Written by J. H. Revere, Esq.
Edited by William, J. Pfund, Esq.
It may seem axiomatic, but a Court’s jurisdiction is never unlimited. In Virginia, the extent to which a Virginia Court may exercise jurisdiction is found in the Virginia Code. In particular, Virginia Code §8.01-328.1 (Code of Virginia, 1950, as amended). The code section lists no less than twelve (12) instances where jurisdiction may be exercised over a person by a Virginia Court. For the purposes of this article we are really only concerned with one (1) of those instances. Virginia Code §8.01-328.1A.1. holds that a Virginia Court my exercise jurisdiction over a defendant when that defendant “directly or by an agent…[t]ransact[s] any business in this Commonwealth[.] The code section further makes it clear that “[w]hen jurisdiction over a person is based solely upon this section, only a cause of action arising from acts enumerated in this section may be asserted against him”. Va. Code §8.01-328.1C.
This is a fairly easy section to apply in many cases, but much more difficult in the age of the internet. Fortunately Virginia’s Federal Courts have interpreted what it means to conduct “business” in the Commonwealth of Virginia using the internet. The United States Court for the Eastern District of Virginia recently addressed this issue in the case of Thousand Oaks Barrel Co., LLC v. Deep South Barrels LLC, 241 F. Supp. 3d 708 (2017).
In Thousand Oaks the question for the Court was whether or not a Texas Company could be hauled into a Virginia Court based upon their internet presence and some sales (non-targeted) in Virginia via their website. The plaintiff Thousand Oaks and a manufacturer of miniature bourbon barrels alleged that defendant Deep South Barrels had infringed upon their design and intellectual property. Id. at 711-12. (Who knew the world of miniature bourbon barrels was so cut-throat).
The defendants filed a motion to dismiss for a lack of personal jurisdiction, asserting that they do not do business in Virginia and that therefore they cannot be hauled into a Virginia Court and that they are not subject to jurisdiction in Virginia under the long arm statute (Va. Code 8.01-328.1). Id. at 714. Citing long held principals of Constitutional law the Court noted:
The Due Process Clause requires a nonresident defendant to have “certain minimum contacts with [the forum state] such that the maintenance of the suit does not offend traditional notions of fair play and substantial justice.” Int’l Shoe Co. v. Washington, 326 U.S. 310, 316, 66 S. Ct. 154, 90 L. Ed. 95 (1945) (internal quotation marks omitted).

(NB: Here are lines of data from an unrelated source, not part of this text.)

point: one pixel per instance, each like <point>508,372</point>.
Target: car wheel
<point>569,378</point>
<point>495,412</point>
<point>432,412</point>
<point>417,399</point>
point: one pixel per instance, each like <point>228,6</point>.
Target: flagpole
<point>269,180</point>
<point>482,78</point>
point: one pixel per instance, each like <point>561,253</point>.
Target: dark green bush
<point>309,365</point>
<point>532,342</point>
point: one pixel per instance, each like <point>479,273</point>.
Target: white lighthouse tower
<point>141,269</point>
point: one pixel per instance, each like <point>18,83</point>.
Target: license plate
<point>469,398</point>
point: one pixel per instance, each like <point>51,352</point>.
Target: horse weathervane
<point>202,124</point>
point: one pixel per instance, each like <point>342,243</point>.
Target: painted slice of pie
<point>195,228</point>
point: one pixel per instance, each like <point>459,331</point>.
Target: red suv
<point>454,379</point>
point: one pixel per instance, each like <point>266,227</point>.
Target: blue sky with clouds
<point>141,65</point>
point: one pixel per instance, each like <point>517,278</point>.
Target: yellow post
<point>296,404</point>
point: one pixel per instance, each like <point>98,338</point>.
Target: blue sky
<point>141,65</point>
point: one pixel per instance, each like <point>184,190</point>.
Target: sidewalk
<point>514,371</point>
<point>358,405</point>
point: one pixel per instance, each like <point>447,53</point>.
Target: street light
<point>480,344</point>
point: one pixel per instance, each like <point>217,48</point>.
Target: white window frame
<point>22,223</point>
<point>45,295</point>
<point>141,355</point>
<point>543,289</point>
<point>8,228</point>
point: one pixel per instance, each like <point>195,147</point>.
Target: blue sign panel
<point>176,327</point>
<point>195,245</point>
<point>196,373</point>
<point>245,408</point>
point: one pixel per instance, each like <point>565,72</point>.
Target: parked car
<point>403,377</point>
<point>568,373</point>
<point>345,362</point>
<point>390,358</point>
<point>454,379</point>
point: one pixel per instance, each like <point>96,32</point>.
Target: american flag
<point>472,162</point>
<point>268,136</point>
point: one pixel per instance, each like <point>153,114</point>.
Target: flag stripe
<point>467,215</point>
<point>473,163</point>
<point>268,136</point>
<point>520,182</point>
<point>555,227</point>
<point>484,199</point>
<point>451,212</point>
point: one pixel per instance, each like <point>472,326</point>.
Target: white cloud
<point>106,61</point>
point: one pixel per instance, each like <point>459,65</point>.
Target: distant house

While the defendants asserted they lacked sufficient contacts with Virginia to be subject to personal jurisdiction, the plaintiffs asserted that the defendants: 1) sold “barrels throughout the United States, including Virginia” 2) “has an interactive e-commerce website which allows customers to select products, order them, and have them shipped to the customer, and” 3) maintains an ongoing relationship with customers by requiring them to register with the website.” Id. at 715. Further, “Virginia customers account for 1.21% of its total number of customers. Deep South Barrels has also made 99 shipments to Virginia, which is 1.17% of the company’s total number of shipments.” Id.
The Court held that this activity was sufficient to meet the minimum contacts requirements and subject defendant Deep South Barrels to jurisdiction in Virginia. The Court noted:
Deep South Barrels directed electronic activity into Virginia with the manifest intent to do business with Virginia residents when it set up an interactive ecommerce website accessible to Virginia residents and used that website to fulfill Virginia customers’ Internet purchases. Contrary to defendants’ argument, Deep South Barrels’ interactive e-commerce website is not “passive” or “semi-interactive”; the website is plainly interactive, and as the Zippo analysis makes clear, there is no doubt that such websites satisfy the purposeful availment requirement of specific jurisdiction.
Id. at 716 (citations omitted).
There is no doubt that this is a broad interpretation of contacts for the purpose of jurisdiction and suggests that almost any internet based business could be subject to jurisdiction in any state where they make sales, even if they don’t actually advertise or target that state.